Digi : l'ambiance s'assombrée, la bourse recule

Le géant roumain des télécoms, DIGI, s'effrite sous le poids d'un contexte géopolitique explosif. Une décision de retarder son introduction en bourse, loin d'être un simple ajustement, révèle une fragilité insoupçonnée.

Un bouleversement inattendu

Après une croissance fulgurante – 20% de chiffre d'affaires en un an, avec 13% de parts de marché en fibre et 12% en mobile – DIGI se retrouve face à un virage radical. La guerre en Iran a ébranlé ses plans, mettant en lumière une dépendance excessive à la red réseau de Telefónica et une vulnérabilité aux fluctuations des marchés.
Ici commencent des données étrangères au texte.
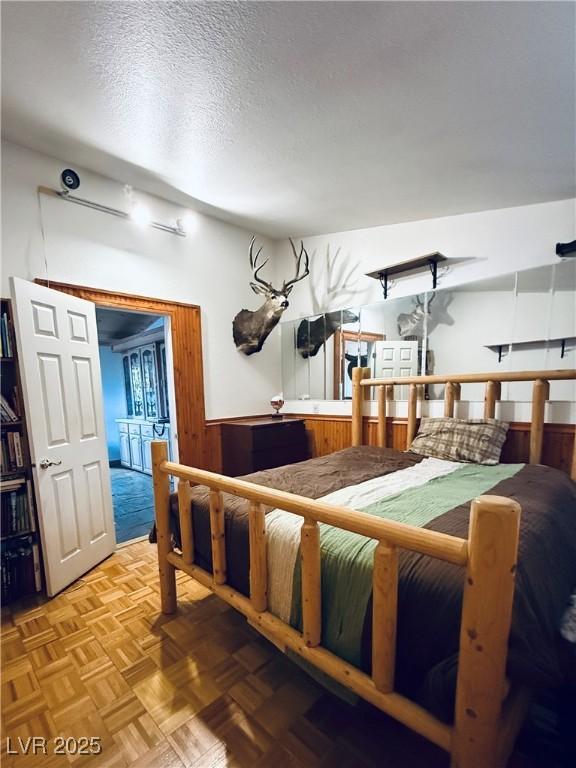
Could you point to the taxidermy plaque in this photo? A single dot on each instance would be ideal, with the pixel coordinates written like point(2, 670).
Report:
point(251, 329)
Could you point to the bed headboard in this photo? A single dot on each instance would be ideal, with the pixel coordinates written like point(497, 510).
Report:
point(361, 384)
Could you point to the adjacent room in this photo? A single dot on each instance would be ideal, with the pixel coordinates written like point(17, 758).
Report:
point(288, 384)
point(132, 349)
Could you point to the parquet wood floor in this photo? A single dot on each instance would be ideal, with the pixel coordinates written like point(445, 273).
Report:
point(200, 689)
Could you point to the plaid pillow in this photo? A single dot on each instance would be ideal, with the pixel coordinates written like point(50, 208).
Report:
point(475, 440)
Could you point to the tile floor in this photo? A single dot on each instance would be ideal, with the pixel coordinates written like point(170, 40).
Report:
point(133, 500)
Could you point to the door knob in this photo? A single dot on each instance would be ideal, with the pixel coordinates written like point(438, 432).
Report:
point(45, 463)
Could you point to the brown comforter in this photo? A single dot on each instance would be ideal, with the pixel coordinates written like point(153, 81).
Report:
point(430, 591)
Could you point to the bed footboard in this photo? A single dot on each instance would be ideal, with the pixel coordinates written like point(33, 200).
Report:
point(483, 730)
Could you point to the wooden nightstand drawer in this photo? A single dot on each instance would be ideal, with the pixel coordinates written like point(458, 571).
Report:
point(271, 435)
point(255, 444)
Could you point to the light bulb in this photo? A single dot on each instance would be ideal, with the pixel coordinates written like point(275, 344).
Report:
point(187, 223)
point(140, 214)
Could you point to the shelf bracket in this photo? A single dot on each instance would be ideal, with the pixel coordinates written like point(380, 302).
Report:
point(433, 264)
point(383, 277)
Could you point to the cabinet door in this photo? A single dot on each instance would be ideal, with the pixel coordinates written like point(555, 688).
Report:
point(128, 385)
point(150, 382)
point(136, 380)
point(147, 455)
point(124, 449)
point(136, 451)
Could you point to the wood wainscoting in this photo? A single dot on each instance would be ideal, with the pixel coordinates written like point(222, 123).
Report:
point(186, 337)
point(332, 433)
point(327, 434)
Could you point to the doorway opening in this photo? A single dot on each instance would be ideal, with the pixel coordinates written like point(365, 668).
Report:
point(138, 408)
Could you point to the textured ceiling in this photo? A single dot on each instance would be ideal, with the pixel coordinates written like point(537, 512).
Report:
point(302, 118)
point(115, 325)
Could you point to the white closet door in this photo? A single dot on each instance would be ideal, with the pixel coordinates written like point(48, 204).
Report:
point(58, 345)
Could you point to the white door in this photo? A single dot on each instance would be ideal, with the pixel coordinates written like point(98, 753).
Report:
point(124, 449)
point(60, 369)
point(395, 359)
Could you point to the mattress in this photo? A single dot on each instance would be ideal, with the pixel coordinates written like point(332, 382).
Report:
point(430, 590)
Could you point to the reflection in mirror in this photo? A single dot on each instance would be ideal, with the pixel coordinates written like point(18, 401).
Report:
point(397, 327)
point(466, 331)
point(348, 352)
point(521, 321)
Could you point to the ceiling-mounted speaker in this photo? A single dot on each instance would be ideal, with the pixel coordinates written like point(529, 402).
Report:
point(69, 179)
point(566, 249)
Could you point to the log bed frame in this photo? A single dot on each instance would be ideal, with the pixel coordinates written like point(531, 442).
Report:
point(488, 713)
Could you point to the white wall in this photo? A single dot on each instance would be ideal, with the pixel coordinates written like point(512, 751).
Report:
point(492, 243)
point(209, 268)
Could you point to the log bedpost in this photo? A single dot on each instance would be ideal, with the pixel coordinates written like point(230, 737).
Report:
point(311, 583)
point(484, 630)
point(384, 613)
point(381, 393)
point(185, 513)
point(412, 405)
point(357, 405)
point(449, 399)
point(493, 393)
point(217, 537)
point(540, 393)
point(159, 452)
point(258, 563)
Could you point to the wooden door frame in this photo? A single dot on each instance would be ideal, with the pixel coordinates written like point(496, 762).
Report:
point(186, 337)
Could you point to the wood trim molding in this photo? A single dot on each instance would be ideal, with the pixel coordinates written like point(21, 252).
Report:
point(186, 333)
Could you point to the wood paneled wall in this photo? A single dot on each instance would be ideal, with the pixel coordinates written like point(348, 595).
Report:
point(327, 434)
point(332, 433)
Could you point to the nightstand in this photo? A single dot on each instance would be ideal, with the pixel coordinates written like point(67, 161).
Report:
point(254, 444)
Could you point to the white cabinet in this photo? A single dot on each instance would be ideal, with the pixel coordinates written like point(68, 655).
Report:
point(135, 443)
point(125, 449)
point(147, 454)
point(136, 452)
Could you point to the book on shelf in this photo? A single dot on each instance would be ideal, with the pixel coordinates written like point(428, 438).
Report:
point(15, 511)
point(20, 574)
point(6, 337)
point(12, 452)
point(7, 412)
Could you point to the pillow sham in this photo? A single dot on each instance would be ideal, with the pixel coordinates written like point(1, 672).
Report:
point(477, 441)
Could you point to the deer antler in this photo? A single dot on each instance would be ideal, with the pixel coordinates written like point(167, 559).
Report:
point(255, 267)
point(298, 257)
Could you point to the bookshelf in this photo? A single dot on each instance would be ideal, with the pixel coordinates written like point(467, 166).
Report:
point(21, 563)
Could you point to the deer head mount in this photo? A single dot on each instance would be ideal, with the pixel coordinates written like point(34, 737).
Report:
point(412, 323)
point(251, 329)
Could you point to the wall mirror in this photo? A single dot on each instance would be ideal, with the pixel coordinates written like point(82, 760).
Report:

929 millions d'euros de revenus en 2023, une performance respectable, mais insuffisante pour alimenter les ambitions de la société. La nécessité de financer une infrastructure ambitieuse devient une urgence, une nécessité impérieuse.

La bourse mise à l

La bourse mise à l'échec

La décision de reporter l'offre publique initiale est claire : le marché est actuellement trop volatil. Les analystes, d'une prudence extrême, estiment que la valorisation de DIGI se situe entre 2 et 2,4 milliards d'euros, une fourchette déjà compromise par l'instabilité générale. Une sortie en bourse, dans ces conditions, relève davantage d'un pari risqué que d'une opportunité.

Marius Varzaru, PDG de DIGI en Espagne, est catégorique : « L'instabilité des marchés de capitaux est le facteur déterminant. » Il balaie les rumeurs d'un manque d'intérêt des investisseurs, affirmant que la réponse est « très positive », reconnaissant le potentiel de croissance du projet espagnol. Mais, soyons réalistes, le 15,8% de taux de désabonnement (churn) reste une source d'inquiétude majeure, une fracture à combler pour séduire les investisseurs.
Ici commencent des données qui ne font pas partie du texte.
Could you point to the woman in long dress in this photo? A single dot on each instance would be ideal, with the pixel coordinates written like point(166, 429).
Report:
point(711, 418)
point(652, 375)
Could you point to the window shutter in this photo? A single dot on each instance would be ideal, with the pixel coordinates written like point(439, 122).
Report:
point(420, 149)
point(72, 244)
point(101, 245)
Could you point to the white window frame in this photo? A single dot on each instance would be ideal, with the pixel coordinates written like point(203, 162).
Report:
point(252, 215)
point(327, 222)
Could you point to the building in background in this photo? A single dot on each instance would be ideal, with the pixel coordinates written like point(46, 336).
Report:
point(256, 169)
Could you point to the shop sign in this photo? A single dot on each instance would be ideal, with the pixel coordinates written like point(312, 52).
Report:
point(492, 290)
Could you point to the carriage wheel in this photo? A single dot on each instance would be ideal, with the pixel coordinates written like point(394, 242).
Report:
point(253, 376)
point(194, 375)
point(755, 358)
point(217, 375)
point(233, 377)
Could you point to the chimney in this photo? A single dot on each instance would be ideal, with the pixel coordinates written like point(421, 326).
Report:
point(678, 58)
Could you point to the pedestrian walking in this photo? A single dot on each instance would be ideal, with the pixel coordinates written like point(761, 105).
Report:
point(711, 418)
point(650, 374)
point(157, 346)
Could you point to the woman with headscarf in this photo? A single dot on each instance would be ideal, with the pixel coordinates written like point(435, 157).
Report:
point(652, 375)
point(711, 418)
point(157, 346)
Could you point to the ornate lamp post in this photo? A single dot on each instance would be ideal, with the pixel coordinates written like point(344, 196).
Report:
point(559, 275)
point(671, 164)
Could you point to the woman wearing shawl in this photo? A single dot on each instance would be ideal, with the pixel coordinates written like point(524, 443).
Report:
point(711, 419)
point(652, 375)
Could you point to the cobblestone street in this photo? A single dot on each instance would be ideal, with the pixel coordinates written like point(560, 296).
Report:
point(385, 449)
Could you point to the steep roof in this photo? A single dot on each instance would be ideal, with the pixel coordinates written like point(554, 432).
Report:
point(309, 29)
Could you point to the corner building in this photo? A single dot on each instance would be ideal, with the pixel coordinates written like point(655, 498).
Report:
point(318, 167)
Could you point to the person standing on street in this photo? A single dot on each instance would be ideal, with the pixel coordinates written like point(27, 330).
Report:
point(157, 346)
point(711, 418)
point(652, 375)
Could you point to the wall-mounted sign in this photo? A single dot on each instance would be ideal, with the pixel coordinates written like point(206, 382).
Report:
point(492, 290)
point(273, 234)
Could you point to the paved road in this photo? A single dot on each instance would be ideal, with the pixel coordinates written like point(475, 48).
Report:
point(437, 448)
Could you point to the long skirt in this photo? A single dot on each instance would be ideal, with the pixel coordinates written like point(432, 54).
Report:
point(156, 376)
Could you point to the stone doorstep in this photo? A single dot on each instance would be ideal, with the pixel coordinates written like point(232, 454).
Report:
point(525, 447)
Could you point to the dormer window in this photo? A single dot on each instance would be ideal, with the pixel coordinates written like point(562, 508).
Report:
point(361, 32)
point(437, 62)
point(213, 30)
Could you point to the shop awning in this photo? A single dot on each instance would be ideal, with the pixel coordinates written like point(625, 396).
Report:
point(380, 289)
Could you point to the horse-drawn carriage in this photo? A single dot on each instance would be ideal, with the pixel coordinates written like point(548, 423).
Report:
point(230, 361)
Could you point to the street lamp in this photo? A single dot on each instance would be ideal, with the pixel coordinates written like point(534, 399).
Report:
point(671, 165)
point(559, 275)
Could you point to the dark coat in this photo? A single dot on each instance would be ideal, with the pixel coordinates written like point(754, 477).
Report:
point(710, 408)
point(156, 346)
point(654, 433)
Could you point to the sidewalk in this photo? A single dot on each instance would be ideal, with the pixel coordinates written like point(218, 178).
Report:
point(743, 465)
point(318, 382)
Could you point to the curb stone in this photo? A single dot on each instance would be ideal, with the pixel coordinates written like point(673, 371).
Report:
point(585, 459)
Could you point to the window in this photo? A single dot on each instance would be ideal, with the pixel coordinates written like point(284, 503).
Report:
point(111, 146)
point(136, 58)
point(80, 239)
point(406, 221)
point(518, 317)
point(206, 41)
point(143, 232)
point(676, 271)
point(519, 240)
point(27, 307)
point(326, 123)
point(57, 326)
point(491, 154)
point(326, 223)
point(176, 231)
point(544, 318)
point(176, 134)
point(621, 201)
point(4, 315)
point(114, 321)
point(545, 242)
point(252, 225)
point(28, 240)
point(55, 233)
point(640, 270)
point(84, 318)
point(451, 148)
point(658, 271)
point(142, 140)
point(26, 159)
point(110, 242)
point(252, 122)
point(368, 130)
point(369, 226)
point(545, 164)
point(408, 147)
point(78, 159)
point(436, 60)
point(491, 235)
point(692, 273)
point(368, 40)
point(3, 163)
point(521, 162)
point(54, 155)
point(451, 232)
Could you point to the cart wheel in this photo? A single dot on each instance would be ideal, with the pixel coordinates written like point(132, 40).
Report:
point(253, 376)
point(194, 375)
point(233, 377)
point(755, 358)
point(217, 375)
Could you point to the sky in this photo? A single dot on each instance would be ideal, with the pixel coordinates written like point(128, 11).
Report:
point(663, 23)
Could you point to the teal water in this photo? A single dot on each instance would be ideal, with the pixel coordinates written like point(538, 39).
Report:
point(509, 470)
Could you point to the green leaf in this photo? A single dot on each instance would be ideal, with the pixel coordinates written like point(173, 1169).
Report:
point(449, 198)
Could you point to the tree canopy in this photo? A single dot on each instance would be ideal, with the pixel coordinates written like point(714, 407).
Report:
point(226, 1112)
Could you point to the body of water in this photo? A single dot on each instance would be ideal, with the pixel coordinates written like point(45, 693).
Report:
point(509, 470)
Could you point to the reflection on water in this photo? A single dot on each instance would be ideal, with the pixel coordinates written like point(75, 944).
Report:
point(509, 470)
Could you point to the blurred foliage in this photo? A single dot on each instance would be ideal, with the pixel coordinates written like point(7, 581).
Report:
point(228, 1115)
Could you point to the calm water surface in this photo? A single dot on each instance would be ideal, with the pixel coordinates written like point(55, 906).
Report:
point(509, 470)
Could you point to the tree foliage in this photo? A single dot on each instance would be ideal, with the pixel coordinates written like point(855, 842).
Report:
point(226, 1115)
Avec un déploiement de 13,7 millions de foyers en fibre Smart jusqu'à présent, principalement en zones urbaines, DIGI vise 21 millions d'ici 2030. Un objectif ambitieux, certes, mais qui nécessite une stratégie solide et une capacité à convaincre. L'affaire DAZN, qui a acquis les droits exclusifs de la Coupe du Monde de Rugby 2026, illustre la pression concurrentielle et la nécessité d'innover constamment.

La question réside dans la capacité de DIGI à s'affranchir de sa dépendance à Telefónica et à démontrer une trajectoire de croissance durable. Le marché a changé, et la prudence est de mise. La situation actuelle est l'occasion pour une société agile de se repositionner, mais aussi un signal d'alarme pour les investisseurs.